Yerevan /Mediamax/. Political scientist, Director of the Caucasus Institute believes that "the South Caucasus is no longer an exclusively post-Soviet region.”
“If “post-Soviet” describes zones of Russian influence, in the South Caucasus, this influence has decreased to an extent that may be irreversible. Of course, whatever happens, Russia will remain a major regional player. A nuclear power that borders the region and is the former parent state of the empire that included all the region’s countries will play a role in any event, even if it does not consciously seek it. However, Russia is no longer the hegemon, the main external player and arbiter,” Iskandaryan wrote in “The South Caucasus between Putin and Erdoğan: Is Russia on Its Way Out?”

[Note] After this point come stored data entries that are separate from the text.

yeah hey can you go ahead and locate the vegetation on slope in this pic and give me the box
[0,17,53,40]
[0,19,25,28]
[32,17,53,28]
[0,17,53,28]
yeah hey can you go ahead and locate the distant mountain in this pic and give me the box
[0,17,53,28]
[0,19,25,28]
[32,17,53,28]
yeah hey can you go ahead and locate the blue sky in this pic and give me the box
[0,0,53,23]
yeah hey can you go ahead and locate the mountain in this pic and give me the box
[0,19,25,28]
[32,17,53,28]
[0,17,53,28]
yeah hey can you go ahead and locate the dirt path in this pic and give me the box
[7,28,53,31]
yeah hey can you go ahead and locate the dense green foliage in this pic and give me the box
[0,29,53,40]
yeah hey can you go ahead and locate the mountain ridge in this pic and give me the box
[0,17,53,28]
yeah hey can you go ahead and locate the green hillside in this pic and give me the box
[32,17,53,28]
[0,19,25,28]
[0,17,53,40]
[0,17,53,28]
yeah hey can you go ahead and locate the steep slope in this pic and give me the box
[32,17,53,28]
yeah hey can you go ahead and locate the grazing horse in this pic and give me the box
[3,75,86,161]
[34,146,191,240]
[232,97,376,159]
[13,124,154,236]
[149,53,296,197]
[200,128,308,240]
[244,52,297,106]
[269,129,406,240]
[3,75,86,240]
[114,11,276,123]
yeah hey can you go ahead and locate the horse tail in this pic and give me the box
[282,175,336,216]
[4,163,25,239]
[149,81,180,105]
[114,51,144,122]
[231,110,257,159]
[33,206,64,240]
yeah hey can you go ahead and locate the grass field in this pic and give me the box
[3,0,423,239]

“Of course, this change of “mental geography” will not happen overnight. The withdrawal of Russia’s peacekeeping force from Azerbaijan, changes to the institutional format for Armenia-Russia ties, Georgia’s further integration into the EU, the creation of new regional formats—all of this will take time. However, we are past the turning point: the Nagorno-Karabakh problem has all but disappeared with the elimination of it autonomous entity. Russia can no longer play the role in efforts to settle Armenian-Azerbaijani relations that it played until 2020, or even 2022,” the political scientist notes.

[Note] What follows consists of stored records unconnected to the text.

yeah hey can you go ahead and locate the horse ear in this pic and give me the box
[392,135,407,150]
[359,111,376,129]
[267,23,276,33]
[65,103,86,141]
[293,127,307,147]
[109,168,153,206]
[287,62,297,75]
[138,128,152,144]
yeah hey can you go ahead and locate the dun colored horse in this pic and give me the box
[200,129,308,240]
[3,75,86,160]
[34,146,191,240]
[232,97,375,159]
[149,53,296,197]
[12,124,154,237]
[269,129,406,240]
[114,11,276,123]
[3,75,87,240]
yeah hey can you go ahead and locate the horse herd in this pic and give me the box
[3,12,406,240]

“This does not mean that the risks of turbulence in the region will go away. Indeed, the opposite might well be true. With little attention from global players, the region will turn into an arena for rivalry between regional powers: Turkey, Iran, and Russia. The view that a strong Russia is more dangerous than a weakened one seems controversial, to say the least. Future changes anywhere -from Palestine to, say, Syria or Central Asia - may have unpredictable consequences. Given the specifics of decision-making in Erdoğan’s Turkey and Putin’s Russia, further violent steps are a possibility. What is already clear is that the South Caucasus will no longer be the same region. Over the past three years, the region has transformed from Russia’s backyard into a zone of competition among regional powers, and regional conflicts have been geopoliticized. Unless global players step into the role of a force creating rules for regional interaction, the South Caucasus may well turn into a full-fledged part of the New Middle East, with all the negative connotations that this carries,” the author concluded.